# **Required Dependencies**
JDK Version 21.0.5: https://www.oracle.com/java/technologies/downloads/#jdk21-windows

This is required to have the Reduces working as otherwise a Py4JJavaError is thrown.
https://docs.oracle.com/en/java/javase/21/install/overview-jdk-installation.html

Task 2

In [2]:
from pyspark.sql import SparkSession
from pyspark import SparkContext, SparkConf
from functools import reduce
from collections import Counter
import pandas as pd

def load_dataset(filename, columnNames):
    df = pd.read_csv(filename,encoding='latin1',names=columnNames) #need to define encoding or it all breaks. As any other type of encoding breaks everything after
    return df

def get_instances(data): #get each individual item
    instances = data.split()
    return Counter(instances)

def ReduceCounter(counter1, counter2): #count how many times a value appears
    counter1.update(counter2)
    return counter1

conf = SparkConf().setAppName('MapReduce').setMaster('local')
sparkContext = SparkContext.getOrCreate(conf=conf)
spark = SparkSession.builder.appName("AllowConversion").getOrCreate() #this is used to convert from a panda dataframe to a pyspark dataframe

columns = ['passengerID', 'flightID', 'originAirport', 'destinationAirport', 'departureTime', 'flightTime']

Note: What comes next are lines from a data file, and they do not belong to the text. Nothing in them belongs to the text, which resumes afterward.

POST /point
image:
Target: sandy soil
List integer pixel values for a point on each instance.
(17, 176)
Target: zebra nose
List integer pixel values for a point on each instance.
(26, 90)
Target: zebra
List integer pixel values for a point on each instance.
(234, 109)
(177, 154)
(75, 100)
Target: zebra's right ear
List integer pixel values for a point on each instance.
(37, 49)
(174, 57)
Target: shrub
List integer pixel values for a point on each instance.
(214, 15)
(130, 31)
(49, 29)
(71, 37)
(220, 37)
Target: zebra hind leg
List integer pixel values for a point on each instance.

rdd = load_dataset("AComp_Passenger_data_no_error.csv", columns)

Origins = rdd['originAirport'].tolist()
distributed_data_origins = sparkContext.parallelize(Origins, 10)

dist_data_flight_origins = distributed_data_origins.map(get_instances)
dist_data_flight_origins_count = dist_data_flight_origins.reduce(ReduceCounter)
print(dist_data_flight_origins_count)


25/01/07 16:17:18 WARN Utils: Your hostname, codespaces-91b6d6 resolves to a loopback address: 127.0.0.1; using 10.0.0.167 instead (on interface eth0)
25/01/07 16:17:18 WARN Utils: Set SPARK_LOCAL_IP if you need to bind to another address
Setting default log level to "WARN".
To adjust logging level use sc.setLogLevel(newLevel). For SparkR, use setLogLevel(newLevel).
25/01/07 16:17:19 WARN NativeCodeLoader: Unable to load native-hadoop library for your platform... using builtin-java classes where applicable

Counter({'DEN': 46, 'CAN': 37, 'IAH': 37, 'ATL': 36, 'ORD': 33, 'KUL': 33, 'CGK': 27, 'JFK': 25, 'LHR': 25, 'CDG': 21, 'CLT': 21, 'PVG': 20, 'LAS': 17, 'BKK': 17, 'AMS': 15, 'FCO': 15, 'MUC': 14, 'MAD': 13, 'PEK': 13, 'HND': 13, 'DFW': 11, 'MIA': 11})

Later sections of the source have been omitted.